Lieberman might also have lost his front-runner status because of his past praise for former National Security Adviser Michael Flynn, who was forced to resign following the controversy surrounding his undisclosed contacts with Russian Ambassador Sergey Kislyak.

Lieberman is also senior counsel at Trump's go-to law firm, which under certain conditions could prevent him from overseeing investigations involving Trump. A January 28 executive order states that for the first two years in a position, presidential appointees cannot "participate in any particular matter involving specific parties that is directly and substantially related to my former employer or former clients." The rule applies only if an appointee "personally provide[d] services" to the former clients, so Lieberman would have to prove he didn't work on Trump's cases.

People had questioned whether the same rule would preclude Robert Mueller, the special counsel overseeing the FBI's investigation into Russia's meddling in the 2016 election, from investigating three of his former firm's clients: Ivanka Trump, Jared Kushner and former Trump Campaign Manager Paul Manafort. But a spokesman for the firm has said Mueller had no involvement with those three clients, and the Justice Department has said its ethics experts had determined his "participation in the matters assigned to him is appropriate."

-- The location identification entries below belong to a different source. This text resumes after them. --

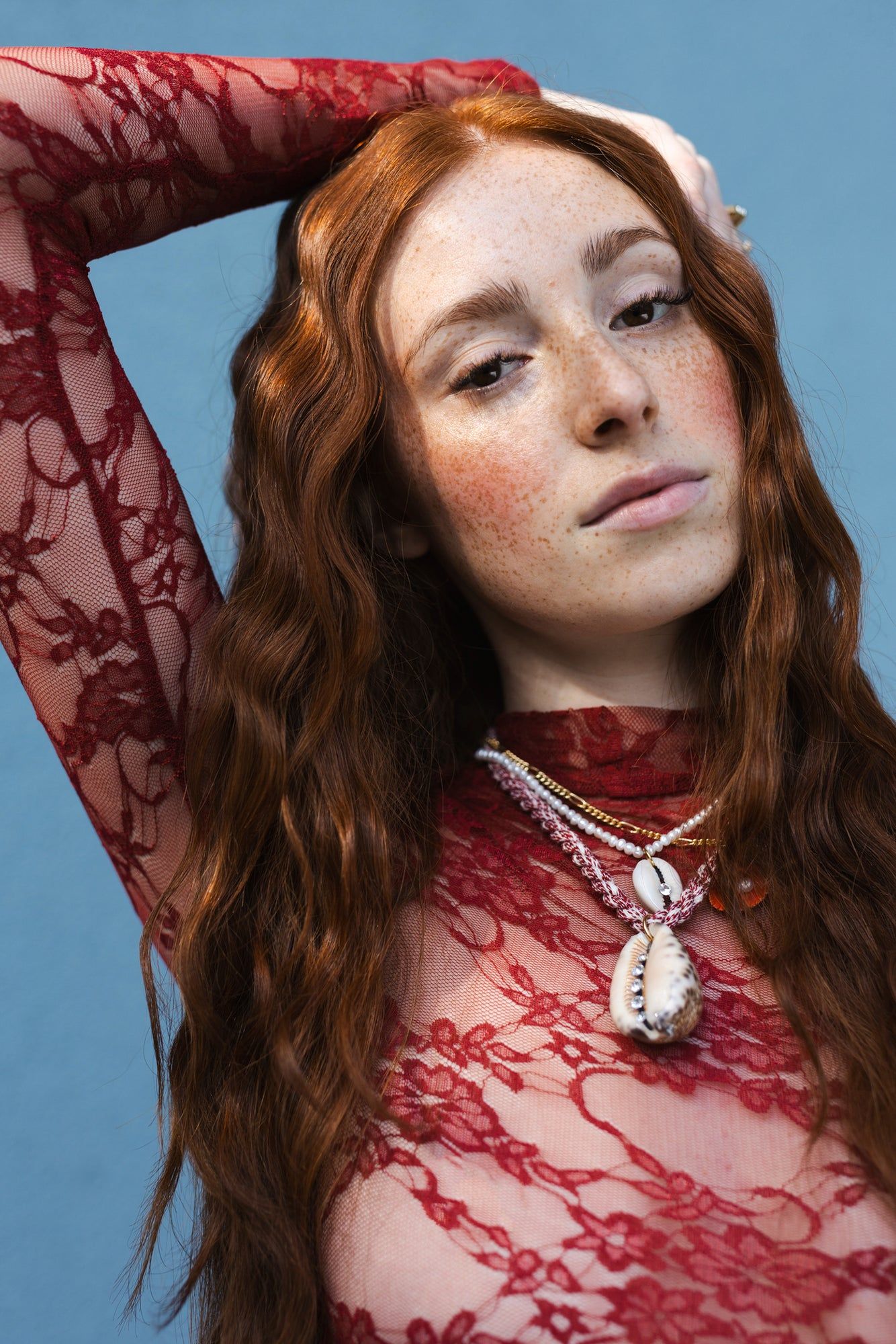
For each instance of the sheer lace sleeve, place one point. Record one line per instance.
(105, 588)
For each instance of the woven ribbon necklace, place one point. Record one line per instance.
(655, 994)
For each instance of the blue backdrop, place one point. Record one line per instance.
(792, 103)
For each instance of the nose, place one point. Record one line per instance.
(613, 400)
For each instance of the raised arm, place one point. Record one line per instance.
(105, 588)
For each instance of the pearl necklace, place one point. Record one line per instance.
(655, 994)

On Tuesday, Axios reported that Trump has retained Marc Kasowitz, a partner at Lieberman's firm, as his personal attorney for the Russia investigation, creating another potential challenge to a Lieberman nomination. Hiring Kasowitz had not affected the search for a FBI director, according to the CNN report. A spokesperson for the firm did not respond to a request for comment on that subject either.

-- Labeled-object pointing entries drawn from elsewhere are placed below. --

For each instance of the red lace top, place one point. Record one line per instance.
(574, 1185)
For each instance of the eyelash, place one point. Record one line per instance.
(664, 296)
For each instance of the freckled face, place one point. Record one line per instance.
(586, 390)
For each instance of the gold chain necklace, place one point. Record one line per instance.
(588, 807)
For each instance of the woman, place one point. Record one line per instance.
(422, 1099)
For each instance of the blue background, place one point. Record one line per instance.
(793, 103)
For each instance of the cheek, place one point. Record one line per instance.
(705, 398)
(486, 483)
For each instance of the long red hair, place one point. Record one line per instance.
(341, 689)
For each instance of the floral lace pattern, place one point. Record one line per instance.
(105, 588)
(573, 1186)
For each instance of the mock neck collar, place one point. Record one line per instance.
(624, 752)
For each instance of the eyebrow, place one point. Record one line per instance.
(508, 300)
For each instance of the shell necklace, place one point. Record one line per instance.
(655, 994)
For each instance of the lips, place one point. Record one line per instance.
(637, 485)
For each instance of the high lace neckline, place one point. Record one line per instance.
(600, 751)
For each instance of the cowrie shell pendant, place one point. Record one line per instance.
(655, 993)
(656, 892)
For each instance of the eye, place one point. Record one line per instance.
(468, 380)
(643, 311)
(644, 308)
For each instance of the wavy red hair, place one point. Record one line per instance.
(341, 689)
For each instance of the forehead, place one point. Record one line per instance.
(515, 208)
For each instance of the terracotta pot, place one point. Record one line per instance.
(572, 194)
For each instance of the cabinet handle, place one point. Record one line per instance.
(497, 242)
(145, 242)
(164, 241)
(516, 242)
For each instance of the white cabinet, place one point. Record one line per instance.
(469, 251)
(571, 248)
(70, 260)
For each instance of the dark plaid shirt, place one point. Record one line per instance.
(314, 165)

An FBI spokesman declined to comment on whether McCabe had withdrawn his name from consideration. But McCabe would be an unlikely choice too. He has testified that working under Comey was the "honor" of his career and that the FBI's Russia inquiry will continue. Also, the Justice Department's Office of the Inspector General is reviewing whether he should have recused himself from the bureau's investigation into Hillary Clinton's use of a private email server because his wife had received donations to her state Senate campaign from groups with ties to Clinton.

Senator Chuck Grassley, chairman of the Senate Committee on the Judiciary, has been vocal about that issue. The FBI has said that McCabe did not participate in fundraising events for his wife's campaign and that he did not play a role overseeing the Clinton emails investigation until after his wife's campaign was finished.

Since 1972, the Senate has confirmed seven FBI director nominations, and presidents have withdrawn two nominations, in 1973 and 1977, according to a 2014 report by the Congressional Research Service. The length of time between nomination and confirmation has spanned from one day to 38 days.